Bob Pierson, a resident of Queen Village and founder of Farm to City, which organizes the weekly Saturday market, started the Rittenhouse Saturday Farmers’ Market in 2004 which hosts vendors living within a 150 mile radius to Philadelphia.
In the fall of 1996, Pierson joined The Food Trust, an organization that works to ensure that everyone has access to affordable nutritious food. With them he opened seven farmers markets before the one at Rittenhouse. Growing up, Pierson ‘s family ate dinner together with the crops they grew in their home garden, which is why it’s important for him to see small family farms survive.
“We’ve just seen [the market] grow and a lot of city people get to know the farmers, the farmers get to know the city people,” Pierson said.
For many vendors, the COVID-19 pandemic has increased customer turnout, said Laura Yaghoobian, Co-owner of Wild Flour Bakery, which sells artisan breads and pastries that are made at their bakery in Northeast Philadelphia.

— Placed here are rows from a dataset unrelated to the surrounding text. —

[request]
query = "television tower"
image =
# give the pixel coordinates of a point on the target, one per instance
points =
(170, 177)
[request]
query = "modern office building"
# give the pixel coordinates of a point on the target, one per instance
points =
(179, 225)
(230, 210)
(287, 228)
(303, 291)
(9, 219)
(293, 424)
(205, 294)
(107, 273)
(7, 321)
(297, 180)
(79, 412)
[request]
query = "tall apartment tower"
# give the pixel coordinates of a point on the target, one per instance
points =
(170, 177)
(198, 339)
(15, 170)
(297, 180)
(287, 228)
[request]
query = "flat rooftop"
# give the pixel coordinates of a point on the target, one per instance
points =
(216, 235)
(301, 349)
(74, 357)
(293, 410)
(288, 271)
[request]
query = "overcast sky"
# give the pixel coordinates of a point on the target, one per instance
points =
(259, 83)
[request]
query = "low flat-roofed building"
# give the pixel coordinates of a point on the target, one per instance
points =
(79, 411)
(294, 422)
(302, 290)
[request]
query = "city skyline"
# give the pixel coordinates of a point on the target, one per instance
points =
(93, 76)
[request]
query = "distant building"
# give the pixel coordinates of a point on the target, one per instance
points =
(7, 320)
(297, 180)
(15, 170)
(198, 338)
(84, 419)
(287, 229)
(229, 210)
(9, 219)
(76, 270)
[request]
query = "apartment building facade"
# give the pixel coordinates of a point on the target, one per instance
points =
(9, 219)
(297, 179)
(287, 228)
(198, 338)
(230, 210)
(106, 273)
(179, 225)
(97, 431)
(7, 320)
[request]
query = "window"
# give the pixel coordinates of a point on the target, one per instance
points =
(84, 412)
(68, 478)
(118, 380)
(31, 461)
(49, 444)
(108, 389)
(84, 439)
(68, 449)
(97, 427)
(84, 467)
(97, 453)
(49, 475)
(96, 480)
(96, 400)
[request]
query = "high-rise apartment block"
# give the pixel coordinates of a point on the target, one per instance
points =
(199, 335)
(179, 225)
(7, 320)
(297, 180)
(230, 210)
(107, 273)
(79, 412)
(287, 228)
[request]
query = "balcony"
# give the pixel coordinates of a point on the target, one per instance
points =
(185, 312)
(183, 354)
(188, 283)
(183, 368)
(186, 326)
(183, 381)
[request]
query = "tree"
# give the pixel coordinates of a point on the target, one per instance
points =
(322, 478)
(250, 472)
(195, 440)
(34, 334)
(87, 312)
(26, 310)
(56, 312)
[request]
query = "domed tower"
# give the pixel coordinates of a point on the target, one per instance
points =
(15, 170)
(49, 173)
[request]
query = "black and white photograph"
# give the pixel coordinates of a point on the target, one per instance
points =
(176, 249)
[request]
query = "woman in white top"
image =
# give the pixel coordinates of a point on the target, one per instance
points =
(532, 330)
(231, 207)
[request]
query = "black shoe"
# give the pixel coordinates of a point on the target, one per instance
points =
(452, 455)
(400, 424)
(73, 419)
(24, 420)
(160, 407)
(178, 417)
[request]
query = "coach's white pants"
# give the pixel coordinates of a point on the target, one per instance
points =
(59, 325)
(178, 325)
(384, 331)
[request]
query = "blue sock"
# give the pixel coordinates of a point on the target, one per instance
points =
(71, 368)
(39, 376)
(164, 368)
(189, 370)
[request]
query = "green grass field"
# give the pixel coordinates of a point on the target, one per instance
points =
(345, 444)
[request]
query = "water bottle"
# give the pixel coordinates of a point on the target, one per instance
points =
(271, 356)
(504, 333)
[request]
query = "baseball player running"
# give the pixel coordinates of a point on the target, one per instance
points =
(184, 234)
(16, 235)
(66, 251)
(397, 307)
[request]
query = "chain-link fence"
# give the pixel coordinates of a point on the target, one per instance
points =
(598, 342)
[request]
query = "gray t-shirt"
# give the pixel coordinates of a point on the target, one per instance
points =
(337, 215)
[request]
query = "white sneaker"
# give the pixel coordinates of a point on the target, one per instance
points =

“It’s all open air and outdoor and people feel much more comfortable shopping in an open space,” Yaghoobian said.
Many vendors have built strong connections with returning customers over the years. They know each other by name and know what they are coming to buy, said Emily Rohrer, an employee at Rineer Family Farms which has been a vendor since the market first started at Rittenhouse. She stressed that having someone consistent from their farm at the market creates familiarity.
“There’s a good one right here” she said as she pointed to David Fineman, one of her long-standing customers. “She’s the best,” shouted Fineman as he walked away.
Some vendors have sold their goods at the market since it started, while others have started selling their products recently. No matter the conditions, vendors and customers come out each Saturday to participate.
“Something that endures, I think, particularly well at any kind of living, but in city living to find things that are sustainable and that endure I think, give the city a sense of life and stability,” said Janet Lorenz, a Center City West resident who has been a regular of the market for 15 years.